Evren Fizik Matematik

Işık Hızında Giden ‘Hayalet Parçacık’

Başlangıçta karanlık gecelerimizi ne bir yıldız süslüyordu ne de güneş yaşam dolu ılık ışıklarıyla gezegenimizi yıkıyordu. Evrenimiz zamanımızdan 13,8 milyar yıl önce Büyük Patlama ile doğduğunda ‘sıfır saniyede’ hiçbir şey yokken birdenbire, hayretten nefesleri kesen, hayranlıktan gözleri kamaştıran bir olay patlak verdi. Artık kozmos yeni doğmuş bir bebekti. Sonsuz sıcaklıktaki bebek evren kozmik başlangıç saatinden itibaren korkunç bir hızla genişledi. Başlangıçtan sonraki yüz saniye içinde şafağın sıcak fısıltılarının tatlı ezgilerini taşıyan enerji, elektron ve nötron gibi atomaltı parçacıklara dönüştü. İlk üç dakikanın ardından adeta üzerinde yoğun buhar tüten kaynar bir kazan halindeki evrenimiz, soğumaya başladı. Sıcaklığın biraz düşmesini fırsat bilen serbest haldeki elektronlar atom çekirdeğinin etrafında dönüp birleştiler. Böylece ilk görülebilir ışık uzayın karanlığında bir fener gibi ışıldadı. Bilim insanları ve astrofizikçiler kozmostaki mesafeler için ışık hızını temel alırlar. Işık hızı; ışığın bir madde içindeki yayılma hızıdır. Modern bilimin öncülüğünde artık ışığın boşluktaki hızının saniyede 300.000 kilometre olduğunu biliyoruz. Einstein’ın Özel Görelilik kuramına göre, hiçbir cismin veya kütlesiz parçacığın, c harfi ile sembolize edilen bu olgudan daha hızlı hareket edemeyeceği ve aksine bir durumun var olamayacağı bilinmekte. Ayrıca ışık hızının kozmostaki nihai hız olduğu bilim insanları tarafından geçmiş yüzyıl içinde hep söylene gelmiştir. Şüphesiz ki, son yıllarda CERN’deki parçacık hızlandırıcılarında yapılan araştırmalar neticesinde bilim dünyasında ‘Hayalet Parçacık’ olarak anılan NÖTRİNOlar belki de bu tabuları yıkabilir; çünkü gözlenmesi çok zor olan bu parçacık ışık hızında hareket edebiliyor!

Hayalet Parçacık: Nötrino

Kozmosta varolan her şey (zaman, yıldızlar, güneşler, galaksiler ve dünyamız), karanlığın hüküm sürdüğü uzay denilen bu tüyler ürpertici uçsuz bucaksız mekânda oluştu. Bilindiği üzere uzay; Dünya’nın atmosferi dışında ve diğer gökcisimleri arasında kalan sonsuz genişlikte, aşırı derecede soğuk ve derin bir sessizliğin hâkimiyetindeki galaksiler arasındaki tekinsiz gecedir. Burası gezegenimiz için birçok tehlikelere gebedir; başıboş gezmeyi seven serseri göktaşları, doğal lambamız güneşten gelen zararlı ışınlar ve uzayın fakir sofrasındaki atomaltı parçacık kırıntıları… Uzaydan gelen hemen hemen her şey türümüz için bilinmeyen tehlikeler arz etmektedir, tabii ki uzaydan gelen her şeyin zararlı olduğunu söylemek pek mantıklı sayılmaz, nitekim burada zararsız gök cisimleri olduğu gibi kimseyi incitmeyen atomaltı parçacıklarda mevcuttur. Tıpkı nötrinolar gibi…

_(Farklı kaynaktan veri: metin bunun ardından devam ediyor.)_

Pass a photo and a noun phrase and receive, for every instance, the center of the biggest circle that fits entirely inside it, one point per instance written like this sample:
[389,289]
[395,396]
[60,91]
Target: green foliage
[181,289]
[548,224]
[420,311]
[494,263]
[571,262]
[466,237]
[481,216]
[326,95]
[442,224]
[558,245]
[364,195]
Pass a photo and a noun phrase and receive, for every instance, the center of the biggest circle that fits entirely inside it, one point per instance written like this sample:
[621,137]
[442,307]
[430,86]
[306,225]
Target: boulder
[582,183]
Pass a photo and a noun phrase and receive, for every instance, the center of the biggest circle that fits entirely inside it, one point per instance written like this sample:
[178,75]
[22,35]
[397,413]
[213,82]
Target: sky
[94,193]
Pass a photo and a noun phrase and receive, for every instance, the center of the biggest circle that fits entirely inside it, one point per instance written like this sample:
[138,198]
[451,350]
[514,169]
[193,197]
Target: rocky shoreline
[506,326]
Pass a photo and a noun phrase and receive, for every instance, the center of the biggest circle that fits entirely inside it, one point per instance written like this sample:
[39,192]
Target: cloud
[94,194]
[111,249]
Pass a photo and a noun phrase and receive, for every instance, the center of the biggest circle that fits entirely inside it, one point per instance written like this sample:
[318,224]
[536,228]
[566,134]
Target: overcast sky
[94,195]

Nötrinolar; sadece zayıf kuvvet ve kütleçekimden etkilenen, ışık hızına yakın bir hıza sahip, elektriksel yükü sıfır olan ve neredeyse yok denecek kadar çok ama çok küçük kütleye sahip kafaları karıştıran, lepton (Yunanca hafif anlamında leptos sözcüğünden gelir) ailesinin alt grubunda yer alan gizemli bir parçacıktır. Öyle ki saniyede güneşten yeryüzüne santimetre kare başına 65 milyar nötrino parçacığı ulaşır. Ayrıca gün içerisinde vücudumuzdan trilyonlarca nötrino parçacığı geçmesine rağmen bu geçişler önemsiz denilecek kadar zararsız veya güçsüz derecede olduğu için hiçbir etkileşime ya da tepkimeye girmez. İlginç olan şudur ki çok küçük kalınlıktaki bir kurşun tabaka X ışınlarını tutabilirken nötrinolar Dünya genişliğindeki küre şeklindeki bir kurşun tabakadan rahatlıkla geçebilir; nitekim nötrinolar maddi boyuta sahip her nesnenin, cismin, yıldızın veya gezegenin içerisinden rahatlıkla geçebilir. Gözlenmesi çok güç olan nötrinolar bu yüzdendir ki atomaltı parçacık krallığının sakinleri olarak bilim insanları tarafından ‘Hayalet Parçacık’ diye isimlendirilmektedirler.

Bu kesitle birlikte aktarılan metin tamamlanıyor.